43 and me is a highly personal performance for Koutalianos. It was born out of the period leading up to her mother’s sudden passing, the resulting grief and loss and her intent on honouring her mother’s wish that she write about her ancestral heritage.

“The show is improvised, and so I don’t know what the boundary is just yet, and how much to share,” she admits. “There is a lot of stretching, vulnerability. And I don’t have all the answers. In the end, it’s a personal story…. This project has unearthed unresolved intergenerational trauma, especially around abandonment, loss of fathers, self-limiting beliefs.”

43 and me, Anastasia Koutalanios’ earnest performance reflecting on the breadth of life’s challenges and experiences, will debut at this year’s Fringe Festival in September. | Photo by Dwam Ipomée.

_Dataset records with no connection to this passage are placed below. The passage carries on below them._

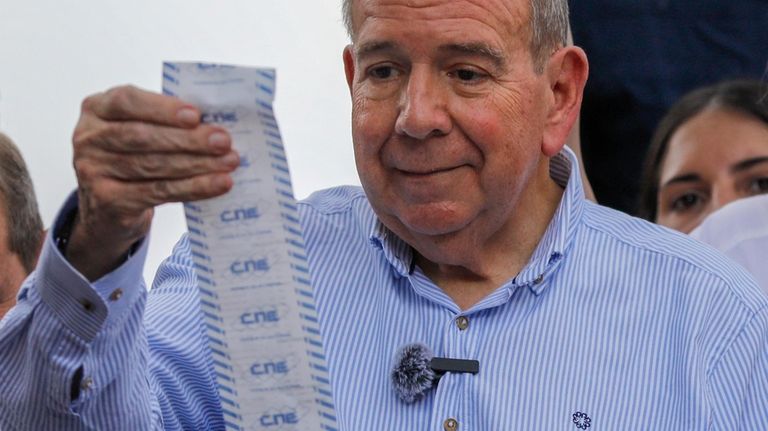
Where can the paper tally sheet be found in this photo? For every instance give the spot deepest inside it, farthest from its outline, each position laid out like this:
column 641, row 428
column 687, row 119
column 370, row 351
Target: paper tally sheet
column 252, row 270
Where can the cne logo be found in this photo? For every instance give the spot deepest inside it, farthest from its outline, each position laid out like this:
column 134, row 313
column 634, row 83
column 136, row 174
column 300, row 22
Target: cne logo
column 240, row 267
column 260, row 317
column 277, row 419
column 239, row 214
column 269, row 368
column 219, row 117
column 582, row 420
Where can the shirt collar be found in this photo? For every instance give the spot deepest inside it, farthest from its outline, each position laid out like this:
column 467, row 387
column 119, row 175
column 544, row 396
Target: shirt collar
column 552, row 249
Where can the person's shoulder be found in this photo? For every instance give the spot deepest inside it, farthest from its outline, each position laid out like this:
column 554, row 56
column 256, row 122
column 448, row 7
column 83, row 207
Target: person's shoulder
column 334, row 200
column 686, row 260
column 327, row 213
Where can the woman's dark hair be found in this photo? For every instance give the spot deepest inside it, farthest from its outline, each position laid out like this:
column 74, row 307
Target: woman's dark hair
column 747, row 97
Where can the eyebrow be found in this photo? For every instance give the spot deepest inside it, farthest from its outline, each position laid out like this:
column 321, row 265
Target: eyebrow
column 747, row 164
column 738, row 167
column 685, row 178
column 476, row 49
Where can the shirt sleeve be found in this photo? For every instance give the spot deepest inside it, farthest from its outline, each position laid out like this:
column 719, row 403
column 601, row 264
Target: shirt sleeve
column 739, row 381
column 76, row 355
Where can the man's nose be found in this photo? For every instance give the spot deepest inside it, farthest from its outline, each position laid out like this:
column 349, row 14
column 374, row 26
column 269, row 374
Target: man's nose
column 423, row 106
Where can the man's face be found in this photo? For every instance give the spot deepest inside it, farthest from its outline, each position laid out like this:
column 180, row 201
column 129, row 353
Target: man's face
column 447, row 113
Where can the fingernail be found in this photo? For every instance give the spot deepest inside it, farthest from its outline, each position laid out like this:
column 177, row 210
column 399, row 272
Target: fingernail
column 219, row 141
column 232, row 159
column 188, row 116
column 222, row 182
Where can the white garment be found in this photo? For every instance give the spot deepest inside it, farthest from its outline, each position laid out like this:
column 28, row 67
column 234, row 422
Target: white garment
column 740, row 231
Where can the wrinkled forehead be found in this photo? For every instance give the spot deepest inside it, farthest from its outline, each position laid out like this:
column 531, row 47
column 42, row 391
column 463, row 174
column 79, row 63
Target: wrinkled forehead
column 507, row 18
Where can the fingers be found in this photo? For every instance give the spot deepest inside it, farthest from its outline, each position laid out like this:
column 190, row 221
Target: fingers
column 137, row 197
column 131, row 103
column 137, row 137
column 156, row 166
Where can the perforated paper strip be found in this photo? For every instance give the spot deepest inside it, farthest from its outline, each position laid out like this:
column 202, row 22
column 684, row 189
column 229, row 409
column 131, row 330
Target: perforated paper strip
column 248, row 251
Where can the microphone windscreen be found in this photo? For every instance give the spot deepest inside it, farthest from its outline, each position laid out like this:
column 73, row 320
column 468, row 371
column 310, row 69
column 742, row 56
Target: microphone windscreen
column 412, row 376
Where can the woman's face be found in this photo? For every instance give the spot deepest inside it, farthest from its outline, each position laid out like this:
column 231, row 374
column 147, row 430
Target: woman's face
column 714, row 158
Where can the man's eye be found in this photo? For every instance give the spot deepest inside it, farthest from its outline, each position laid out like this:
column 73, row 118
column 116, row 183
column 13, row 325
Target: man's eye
column 382, row 72
column 468, row 75
column 687, row 202
column 758, row 186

She credits her diverse experiences with giving her skills that led her here. These experiences include being a food and cookbook writer, radio show founder and host, career mentor, board member, healer and energy work practitioner and communications and project management consultant. She can now add the title of “performer” to her accomplishments.

Whether writing, her healing work, project management or her volunteer and board work, the breadth of her experiences has built her skillset and led her to this place, each one building on the next.

“It was like one thing leading to another. Healing, with undoing in my life, by my mid-30s I had gone on my first meditation retreat, and I fell in love with silence,” she says. “I think there was always a battle within me: the healing, imaginative, sensitive creative child, and the analytical ‘do it, and do it well’ project management side. We champion getting things done in this culture, but not always the intuitive, creative, soulful side.”

With 43 and me, Koutalianos says she has the chance to reflect on this journey which has finally offered her a sense of clarity and direction.

“I have a changing mindset; I am 44 now and really stepping into my power,” she says. “Some people have a very clear trajectory for their career and life; I feel like I was always on a meandering road.”

Healing through silent solace, connection and creativity

In March of this year, Koutalanios successfully applied for a Canada Council for the Arts grant. With this funding, she plans a three-book memoir entitled The Mirrors of Me. The two works, 43 and me and The Mirrors of Me are related to her journey through her mother’s passing and the story of their ancestral heritage and intergenerational trauma. 43 and me also serves as a fundraiser for her family memoir project.

The Mirrors of Me project gave me a sense of purpose. I was busy researching, traveling, meeting people and through it, dealing with grief, which is good; it was all about my mom,” she says.

The project is leading her across Canada, Greece and Turkey, to Australia and back to the United States where, ideally, she will take a boat to New York where her grandmother landed in 1947. Through it, she plans to continue connecting with relatives, travelling, researching in archives and libraries and reliving her ancestors’ experiences and challenges. The process has been both cathartic and moving.

And, like her family before her, she has experienced the feeling of losing home.

“I never felt at home within myself – that hyphenated identity as a Greek Canadian which leads to that. I am more Greek here, but not Greek enough in Greece,” she says.

Overall, Koutalanios is both hopeful and realistic, hoping her works enable her to hold space for people and discover themselves, as challenging as that can often be.

43 and me will be performed on various dates between September 5 to 15 at the Waterfront Theatre as part of Fringe Festival.